IEEE Transactions on Pattern Analysis and Machine Intelligence
|September 10, 2015
Summary
This study presents a novel two-stage algorithm for accurate 3D face reconstruction from low-quality RGBD images. The method effectively handles noise and variations in pose and expression, creating realistic face models.
Area of Science:
- Computer Vision
- 3D Graphics
- Machine Learning
Background:
- 3D face reconstruction from RGBD images is challenging due to noise and variability.

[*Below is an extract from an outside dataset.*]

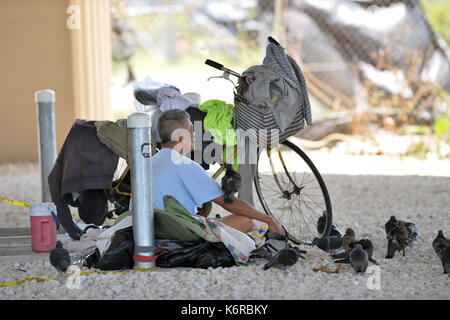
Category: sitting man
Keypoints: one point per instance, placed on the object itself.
(176, 175)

- Existing methods struggle with low-quality depth data and diverse facial expressions.
Purpose of the Study:
- To develop a robust 3D face reconstruction method using inexpensive RGBD sensors.
- To address noise and variability in depth maps for realistic face modeling.
Main Methods:
- A novel two-stage algorithm utilizing data-driven local sparse coding and template-based surface refinement.
- Stage one extracts errors from depth patches; stage two smooths boundaries and refines global shape.
Main Results:
- High-resolution and accurate 3D face models are generated from low-quality depth maps.
- The approach demonstrates robustness against substantial random noise and corruption.
- Effective handling of high variability in pose and facial expression.
Conclusions:
- The proposed two-stage algorithm successfully reconstructs realistic 3D faces from noisy, low-resolution RGBD data.
- This method offers a marker-free and user-interaction-free solution for 3D face modeling.
- The approach achieves high accuracy across various viewpoints and expressions.